Dolt users create a local repository containing tables that can be read and updated using SQL. Similar to Git, writes are staged until the user issues a commit, which are then sent to permanent storage. All changes to data and schema are stored in the commit log.
Branch-merge semantics allow tables to grow at multiple users’ pace, providing loose collaboration on data as well as multiple views on the same core data. Dolt provides table-specific diffs and conflict detection across data and schema. Data conflicts are cell-based, not line-based with efficient diff computation. Remote repositories allow for cooperation among repository instances. Clone, push, and pull semantics are available.
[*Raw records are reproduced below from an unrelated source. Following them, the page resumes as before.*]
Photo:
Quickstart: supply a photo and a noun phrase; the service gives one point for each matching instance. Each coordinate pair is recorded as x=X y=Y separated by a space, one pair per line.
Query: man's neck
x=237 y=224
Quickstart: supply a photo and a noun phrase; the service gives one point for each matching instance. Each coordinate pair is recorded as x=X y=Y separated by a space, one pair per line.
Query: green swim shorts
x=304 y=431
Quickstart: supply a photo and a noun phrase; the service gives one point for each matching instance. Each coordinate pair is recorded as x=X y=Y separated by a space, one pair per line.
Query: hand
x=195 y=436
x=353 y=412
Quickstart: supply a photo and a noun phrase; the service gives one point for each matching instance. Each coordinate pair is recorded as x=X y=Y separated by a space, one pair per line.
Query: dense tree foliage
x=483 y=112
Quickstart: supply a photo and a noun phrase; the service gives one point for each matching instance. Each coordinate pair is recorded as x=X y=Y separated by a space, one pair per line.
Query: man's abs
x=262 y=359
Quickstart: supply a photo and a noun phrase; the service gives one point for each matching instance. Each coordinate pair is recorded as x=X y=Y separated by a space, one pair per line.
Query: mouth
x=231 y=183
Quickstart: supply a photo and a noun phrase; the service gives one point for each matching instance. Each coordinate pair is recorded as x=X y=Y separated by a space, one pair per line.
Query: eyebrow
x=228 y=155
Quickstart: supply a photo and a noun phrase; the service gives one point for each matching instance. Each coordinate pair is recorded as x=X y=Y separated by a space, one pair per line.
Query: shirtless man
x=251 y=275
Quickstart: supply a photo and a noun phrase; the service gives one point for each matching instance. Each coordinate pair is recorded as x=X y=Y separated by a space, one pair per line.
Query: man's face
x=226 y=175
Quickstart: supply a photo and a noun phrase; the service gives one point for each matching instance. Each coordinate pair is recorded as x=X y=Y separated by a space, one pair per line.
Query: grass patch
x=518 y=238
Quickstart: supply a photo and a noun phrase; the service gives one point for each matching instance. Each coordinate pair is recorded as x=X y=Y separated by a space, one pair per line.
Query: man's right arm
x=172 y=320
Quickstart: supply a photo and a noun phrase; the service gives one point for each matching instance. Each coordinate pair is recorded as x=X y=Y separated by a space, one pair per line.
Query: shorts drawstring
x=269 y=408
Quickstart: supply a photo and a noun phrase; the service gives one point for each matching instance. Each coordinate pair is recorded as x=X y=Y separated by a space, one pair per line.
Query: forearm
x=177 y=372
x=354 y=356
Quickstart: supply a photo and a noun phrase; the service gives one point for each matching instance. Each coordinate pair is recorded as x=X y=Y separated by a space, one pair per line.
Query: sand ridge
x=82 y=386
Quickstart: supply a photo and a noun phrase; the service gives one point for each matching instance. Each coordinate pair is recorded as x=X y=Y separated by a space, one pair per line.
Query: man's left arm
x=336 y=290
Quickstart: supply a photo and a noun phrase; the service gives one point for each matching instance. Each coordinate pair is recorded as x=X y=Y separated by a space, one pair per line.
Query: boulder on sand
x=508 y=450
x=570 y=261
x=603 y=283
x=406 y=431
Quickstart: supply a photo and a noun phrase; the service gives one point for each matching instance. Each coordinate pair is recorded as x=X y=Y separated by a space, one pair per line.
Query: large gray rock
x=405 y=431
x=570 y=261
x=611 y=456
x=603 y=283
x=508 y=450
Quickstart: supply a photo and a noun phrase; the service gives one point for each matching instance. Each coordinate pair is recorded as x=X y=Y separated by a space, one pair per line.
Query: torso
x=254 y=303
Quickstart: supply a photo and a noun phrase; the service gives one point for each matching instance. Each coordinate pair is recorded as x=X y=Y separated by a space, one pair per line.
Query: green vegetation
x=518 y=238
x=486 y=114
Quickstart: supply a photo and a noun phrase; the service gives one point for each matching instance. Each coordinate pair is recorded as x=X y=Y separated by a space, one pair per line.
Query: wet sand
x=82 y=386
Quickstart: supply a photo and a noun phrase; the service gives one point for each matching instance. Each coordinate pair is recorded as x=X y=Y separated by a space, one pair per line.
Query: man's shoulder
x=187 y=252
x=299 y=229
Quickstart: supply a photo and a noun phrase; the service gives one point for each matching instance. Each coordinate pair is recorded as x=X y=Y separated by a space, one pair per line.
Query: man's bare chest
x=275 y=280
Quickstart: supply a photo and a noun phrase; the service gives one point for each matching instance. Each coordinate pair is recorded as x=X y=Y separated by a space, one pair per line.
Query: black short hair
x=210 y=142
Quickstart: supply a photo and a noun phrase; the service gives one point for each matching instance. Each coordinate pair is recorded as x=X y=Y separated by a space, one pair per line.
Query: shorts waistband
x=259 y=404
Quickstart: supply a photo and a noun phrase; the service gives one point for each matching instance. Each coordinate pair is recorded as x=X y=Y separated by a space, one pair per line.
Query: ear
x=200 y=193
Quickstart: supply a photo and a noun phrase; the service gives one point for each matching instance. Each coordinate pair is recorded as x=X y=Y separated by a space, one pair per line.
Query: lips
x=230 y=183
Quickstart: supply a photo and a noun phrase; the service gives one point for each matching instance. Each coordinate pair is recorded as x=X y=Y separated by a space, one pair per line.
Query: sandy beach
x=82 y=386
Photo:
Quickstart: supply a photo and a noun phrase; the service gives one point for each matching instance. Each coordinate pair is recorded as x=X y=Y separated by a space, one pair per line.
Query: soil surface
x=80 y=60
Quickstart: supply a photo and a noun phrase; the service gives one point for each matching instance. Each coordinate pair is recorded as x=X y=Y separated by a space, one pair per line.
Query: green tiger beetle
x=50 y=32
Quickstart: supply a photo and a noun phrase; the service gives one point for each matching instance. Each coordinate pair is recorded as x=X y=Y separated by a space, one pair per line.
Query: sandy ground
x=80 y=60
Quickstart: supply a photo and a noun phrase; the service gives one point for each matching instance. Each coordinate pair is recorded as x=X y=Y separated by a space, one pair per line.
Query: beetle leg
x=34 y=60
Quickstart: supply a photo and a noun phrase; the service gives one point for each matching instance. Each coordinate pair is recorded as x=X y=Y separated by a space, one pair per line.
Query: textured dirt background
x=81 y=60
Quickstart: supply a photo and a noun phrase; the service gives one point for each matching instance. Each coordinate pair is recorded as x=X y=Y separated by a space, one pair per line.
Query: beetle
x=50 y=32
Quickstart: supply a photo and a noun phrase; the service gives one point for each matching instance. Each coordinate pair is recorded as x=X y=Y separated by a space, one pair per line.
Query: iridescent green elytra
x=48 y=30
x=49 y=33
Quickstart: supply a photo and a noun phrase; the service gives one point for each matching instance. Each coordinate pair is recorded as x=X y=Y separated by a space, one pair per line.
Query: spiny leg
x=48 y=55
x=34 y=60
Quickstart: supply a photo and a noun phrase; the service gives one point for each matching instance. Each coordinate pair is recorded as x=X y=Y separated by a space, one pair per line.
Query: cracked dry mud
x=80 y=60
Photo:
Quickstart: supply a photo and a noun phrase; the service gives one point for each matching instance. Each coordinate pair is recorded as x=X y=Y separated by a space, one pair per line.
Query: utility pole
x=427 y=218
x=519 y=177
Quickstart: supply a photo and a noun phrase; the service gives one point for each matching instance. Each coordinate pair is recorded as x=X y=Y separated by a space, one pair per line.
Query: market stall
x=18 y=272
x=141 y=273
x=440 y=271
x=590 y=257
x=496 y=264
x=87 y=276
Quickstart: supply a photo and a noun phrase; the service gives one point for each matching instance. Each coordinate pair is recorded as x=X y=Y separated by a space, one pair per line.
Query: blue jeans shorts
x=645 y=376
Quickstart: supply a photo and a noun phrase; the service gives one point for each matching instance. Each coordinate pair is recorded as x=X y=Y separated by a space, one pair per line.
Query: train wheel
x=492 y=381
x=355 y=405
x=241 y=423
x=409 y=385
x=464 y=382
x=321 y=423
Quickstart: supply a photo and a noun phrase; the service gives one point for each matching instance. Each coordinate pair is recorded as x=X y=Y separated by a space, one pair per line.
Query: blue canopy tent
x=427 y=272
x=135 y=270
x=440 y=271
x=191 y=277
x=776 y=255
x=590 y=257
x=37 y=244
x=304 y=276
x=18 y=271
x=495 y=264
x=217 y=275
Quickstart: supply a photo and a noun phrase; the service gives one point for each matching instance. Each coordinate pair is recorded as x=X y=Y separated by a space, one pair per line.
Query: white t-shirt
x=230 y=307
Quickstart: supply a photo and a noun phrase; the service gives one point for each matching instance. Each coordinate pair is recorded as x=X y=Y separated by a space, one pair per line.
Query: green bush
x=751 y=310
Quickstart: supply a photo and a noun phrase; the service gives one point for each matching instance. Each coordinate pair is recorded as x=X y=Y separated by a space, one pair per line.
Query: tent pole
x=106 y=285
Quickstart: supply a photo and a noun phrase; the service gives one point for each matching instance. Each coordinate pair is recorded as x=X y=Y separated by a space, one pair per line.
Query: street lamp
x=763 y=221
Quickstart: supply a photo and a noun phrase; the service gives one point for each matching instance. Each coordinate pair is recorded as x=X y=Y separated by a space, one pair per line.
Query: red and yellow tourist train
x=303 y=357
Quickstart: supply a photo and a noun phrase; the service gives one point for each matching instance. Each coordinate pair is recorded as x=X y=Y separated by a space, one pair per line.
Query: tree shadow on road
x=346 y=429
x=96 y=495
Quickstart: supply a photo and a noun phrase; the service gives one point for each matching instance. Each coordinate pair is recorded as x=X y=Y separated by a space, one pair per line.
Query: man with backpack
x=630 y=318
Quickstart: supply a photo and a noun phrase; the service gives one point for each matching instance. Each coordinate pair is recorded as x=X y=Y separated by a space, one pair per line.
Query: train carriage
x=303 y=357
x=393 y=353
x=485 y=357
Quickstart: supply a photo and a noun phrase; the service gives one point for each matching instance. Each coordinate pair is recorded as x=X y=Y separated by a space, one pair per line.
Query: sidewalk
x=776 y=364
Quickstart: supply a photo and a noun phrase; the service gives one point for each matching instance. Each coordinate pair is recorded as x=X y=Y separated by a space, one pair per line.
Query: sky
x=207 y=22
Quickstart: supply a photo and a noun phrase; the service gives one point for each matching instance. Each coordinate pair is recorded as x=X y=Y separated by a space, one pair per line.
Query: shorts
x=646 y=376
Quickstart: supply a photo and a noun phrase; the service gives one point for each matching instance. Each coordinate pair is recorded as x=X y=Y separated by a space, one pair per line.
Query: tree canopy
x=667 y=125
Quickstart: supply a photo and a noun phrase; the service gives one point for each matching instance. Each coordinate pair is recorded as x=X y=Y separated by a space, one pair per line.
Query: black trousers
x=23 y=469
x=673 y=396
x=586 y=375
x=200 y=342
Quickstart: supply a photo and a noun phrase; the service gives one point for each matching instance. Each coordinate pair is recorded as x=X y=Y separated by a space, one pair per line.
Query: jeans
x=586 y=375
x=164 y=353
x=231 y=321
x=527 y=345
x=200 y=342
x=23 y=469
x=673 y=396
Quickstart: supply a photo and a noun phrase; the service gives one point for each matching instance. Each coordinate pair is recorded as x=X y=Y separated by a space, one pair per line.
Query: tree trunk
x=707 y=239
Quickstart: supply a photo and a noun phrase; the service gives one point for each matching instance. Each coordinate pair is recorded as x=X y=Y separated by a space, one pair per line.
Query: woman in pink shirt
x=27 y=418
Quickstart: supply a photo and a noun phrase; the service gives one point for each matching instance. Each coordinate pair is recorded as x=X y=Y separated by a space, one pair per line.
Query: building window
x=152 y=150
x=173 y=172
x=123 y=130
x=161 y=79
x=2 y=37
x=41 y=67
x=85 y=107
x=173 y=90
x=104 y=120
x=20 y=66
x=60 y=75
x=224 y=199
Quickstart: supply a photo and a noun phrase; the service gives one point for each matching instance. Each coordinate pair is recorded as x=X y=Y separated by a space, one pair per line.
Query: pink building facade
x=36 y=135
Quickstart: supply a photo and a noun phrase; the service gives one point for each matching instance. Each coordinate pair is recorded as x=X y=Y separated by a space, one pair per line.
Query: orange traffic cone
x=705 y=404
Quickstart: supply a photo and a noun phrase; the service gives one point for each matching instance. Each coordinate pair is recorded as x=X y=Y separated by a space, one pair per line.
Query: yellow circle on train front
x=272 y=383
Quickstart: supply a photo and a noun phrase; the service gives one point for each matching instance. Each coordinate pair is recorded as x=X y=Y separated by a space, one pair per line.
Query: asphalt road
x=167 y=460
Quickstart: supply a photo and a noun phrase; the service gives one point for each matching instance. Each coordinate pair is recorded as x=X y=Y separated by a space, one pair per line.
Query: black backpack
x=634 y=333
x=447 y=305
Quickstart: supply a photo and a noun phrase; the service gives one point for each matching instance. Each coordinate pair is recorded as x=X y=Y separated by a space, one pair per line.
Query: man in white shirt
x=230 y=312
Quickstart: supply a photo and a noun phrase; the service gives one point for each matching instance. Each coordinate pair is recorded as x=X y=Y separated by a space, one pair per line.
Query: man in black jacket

Dolt is a database with its own storage layer, query engine, and query parser, according to Sehn. At this point, Dolt can’t be distributed easily — data must fit on one hard drive. With enough traction, the team will build “big Dolt” for big data, he said.
Dolt uses the Snappy open-source compression library, which prioritizes speed over size, to store data to disk. That means data chunks must be decompressed to process queries.
Public datasets are hosted for free on DoltHub; private repositories are available at $50/month.
Indeed, discussion on Hacker News has noted the “flavor-of-the-month” nature of in “Git for data” projects.
Sehn counts GitHub itself as Dolt’s main competitor, though in a blog post he outlines projects such as Quilt and qri and Kaggle, as well as data pipeline versioning options including Pachyderm and DVC.
Going forward, the company has four areas of focus, he said:
- Improving Dolt and DoltHub, such as its recently added data queries on the web, which allow users to see an Excel audit log of queries on Dolt. (“Being able to seeing the history of any cell in your database up to hundreds of gigs is pretty interesting to people,” he said.)
- Add functionality such as social features to make it easier to collaborate.
- Adding features to become fully MySQL compliant.
- Adding more Git functionality, such as rebasing, which enables users to see the history or database without creating a branch.